The news of an individual facing 20 years in prison after being convicted of 27 charges, including identity theft and extortion in San Diego for running a “revenge porn” website has sparked online discussion about the law surrounding posting indecent photographs on the internet without the consent of the person photographed.

Notwithstanding the prominence of the internet in modern society there are limited cases to illustrate how the Court will deal with such matters in NSW.

One of the earliest decisions was a New Zealand case from the Wellington District Court in New Zealand on 12 November 2010. In the matter, the accused had posted a nude photograph of his ex-girlfriend on Facebook. Not only did he log into her account and upload the image, which showed her to be naked in front of a mirror, he then unblocked her privacy settings and changed her password. The image remained online for a period of 12 hours before the police and Facebook authorities shut down the account. The accused received a full time sentence of imprisonment for a period of 4 months. The presiding judge indicated:

“technology should not be used in this way and as such the appropriate starting point should be prison”.

A decision from 2011 was the first reported decision in NSW dealing with the issue. The accused entered a plea of guilty to an offence of publishing an indecent article, an offence prosecuted under section 578C of the Crimes Act 1900, which carries a maximum penalty of imprisonment for a period of 12 months together with a fine of up to $11,000. The Court stated:

“The penalty is indicative of the seriousness the community views this type of offence”.

The facts were that the accused and the complainant had known each other since 2008. During that time they had been in a relationship, which has on occasions been intimate. They had also lived together, but in July 2011 the complainant moved from the premises she shared with the accused. On 15 October 2011, the accused, to get back at the complainant, decided to post six images of her on his Facebook page. The images posted show the complainant while nude in certain positions and clearly showing her breasts and genitalia.

The sentencing magistrate in her judgment stated:

“In relation to this matter I have regard to the purposes of sentencing, and in particular the need to prevent crime by deterring both the offender and the community generally from committing similar crimes. This is a particularly relevant consideration in a matter such as this where new age technology through Facebook gives instant access to the world. Facebook as a social networking site has limited boundaries. Incalculable damage can be done to a person’s reputation by the irresponsible posting of information through that medium. With its popularity and potential for real harm, there is a genuine need to ensure the use of this medium to commit offences of this type is deterred”.
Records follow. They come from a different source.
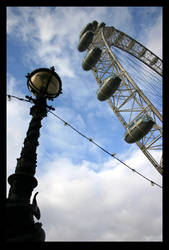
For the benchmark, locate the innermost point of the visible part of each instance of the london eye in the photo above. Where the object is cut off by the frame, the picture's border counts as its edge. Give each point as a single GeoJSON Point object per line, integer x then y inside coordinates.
{"type": "Point", "coordinates": [132, 90]}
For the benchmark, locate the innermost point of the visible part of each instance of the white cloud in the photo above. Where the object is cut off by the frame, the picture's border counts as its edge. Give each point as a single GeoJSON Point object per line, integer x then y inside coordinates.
{"type": "Point", "coordinates": [82, 205]}
{"type": "Point", "coordinates": [83, 194]}
{"type": "Point", "coordinates": [155, 37]}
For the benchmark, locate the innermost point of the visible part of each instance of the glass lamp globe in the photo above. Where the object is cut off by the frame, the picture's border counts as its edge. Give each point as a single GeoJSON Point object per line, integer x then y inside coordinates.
{"type": "Point", "coordinates": [44, 81]}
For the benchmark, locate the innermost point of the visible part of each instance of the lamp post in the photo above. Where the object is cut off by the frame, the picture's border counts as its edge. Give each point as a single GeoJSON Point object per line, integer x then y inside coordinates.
{"type": "Point", "coordinates": [45, 84]}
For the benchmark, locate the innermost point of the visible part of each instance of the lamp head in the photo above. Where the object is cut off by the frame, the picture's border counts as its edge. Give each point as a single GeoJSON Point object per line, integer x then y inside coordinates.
{"type": "Point", "coordinates": [44, 81]}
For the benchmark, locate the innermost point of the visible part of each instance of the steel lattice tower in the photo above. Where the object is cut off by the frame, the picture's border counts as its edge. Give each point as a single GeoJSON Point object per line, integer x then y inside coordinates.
{"type": "Point", "coordinates": [129, 102]}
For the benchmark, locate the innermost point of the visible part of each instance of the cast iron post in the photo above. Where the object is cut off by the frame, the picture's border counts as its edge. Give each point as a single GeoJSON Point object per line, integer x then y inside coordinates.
{"type": "Point", "coordinates": [20, 221]}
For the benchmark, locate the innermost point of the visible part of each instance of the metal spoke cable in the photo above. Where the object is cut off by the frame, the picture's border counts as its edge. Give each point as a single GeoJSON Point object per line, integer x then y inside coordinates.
{"type": "Point", "coordinates": [91, 140]}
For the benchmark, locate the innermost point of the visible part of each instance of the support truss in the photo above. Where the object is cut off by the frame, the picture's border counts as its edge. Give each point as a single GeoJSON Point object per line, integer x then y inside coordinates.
{"type": "Point", "coordinates": [129, 102]}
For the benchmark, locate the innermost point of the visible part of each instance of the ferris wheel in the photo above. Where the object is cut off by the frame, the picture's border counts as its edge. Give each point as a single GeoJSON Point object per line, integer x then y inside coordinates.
{"type": "Point", "coordinates": [140, 118]}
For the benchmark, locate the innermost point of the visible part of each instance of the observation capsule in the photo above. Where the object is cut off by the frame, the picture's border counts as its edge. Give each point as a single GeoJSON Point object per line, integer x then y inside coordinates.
{"type": "Point", "coordinates": [101, 25]}
{"type": "Point", "coordinates": [87, 27]}
{"type": "Point", "coordinates": [90, 26]}
{"type": "Point", "coordinates": [108, 88]}
{"type": "Point", "coordinates": [91, 58]}
{"type": "Point", "coordinates": [138, 129]}
{"type": "Point", "coordinates": [85, 41]}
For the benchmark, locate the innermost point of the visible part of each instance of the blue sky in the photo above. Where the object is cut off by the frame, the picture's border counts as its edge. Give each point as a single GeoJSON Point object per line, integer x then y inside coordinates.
{"type": "Point", "coordinates": [83, 193]}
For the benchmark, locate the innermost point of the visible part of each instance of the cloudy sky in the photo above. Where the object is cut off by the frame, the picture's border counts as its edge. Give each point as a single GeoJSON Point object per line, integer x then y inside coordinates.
{"type": "Point", "coordinates": [84, 194]}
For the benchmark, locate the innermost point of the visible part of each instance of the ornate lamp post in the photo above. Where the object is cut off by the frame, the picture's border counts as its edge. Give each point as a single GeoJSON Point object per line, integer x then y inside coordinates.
{"type": "Point", "coordinates": [45, 84]}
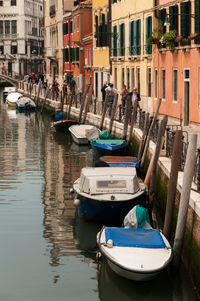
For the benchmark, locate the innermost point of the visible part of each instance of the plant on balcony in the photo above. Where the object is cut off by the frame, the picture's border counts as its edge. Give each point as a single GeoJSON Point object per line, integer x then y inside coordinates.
{"type": "Point", "coordinates": [169, 38]}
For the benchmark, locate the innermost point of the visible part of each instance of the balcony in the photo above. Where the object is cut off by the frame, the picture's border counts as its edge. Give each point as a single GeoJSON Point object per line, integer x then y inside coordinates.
{"type": "Point", "coordinates": [51, 52]}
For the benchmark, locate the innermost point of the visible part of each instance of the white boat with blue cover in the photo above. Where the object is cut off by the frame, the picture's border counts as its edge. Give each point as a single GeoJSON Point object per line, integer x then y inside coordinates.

The accused was sentenced to 6 months imprisonment. Such imprisonment was Ordered in the first instance to be serve by way of home detention. The decision was appealed. On 15 February 2012, the District Court confirmed the defendant’s sentence of imprisonment, but quashed the Home Detention Order and ordered that the sentence be suspended pursuant to s 12 of the Crimes (Sentencing Procedure) Act 1999.

The Courts have shown that publishing indecent photographs without the consent of the individual photographed could result in the Court imposing custodial sentences.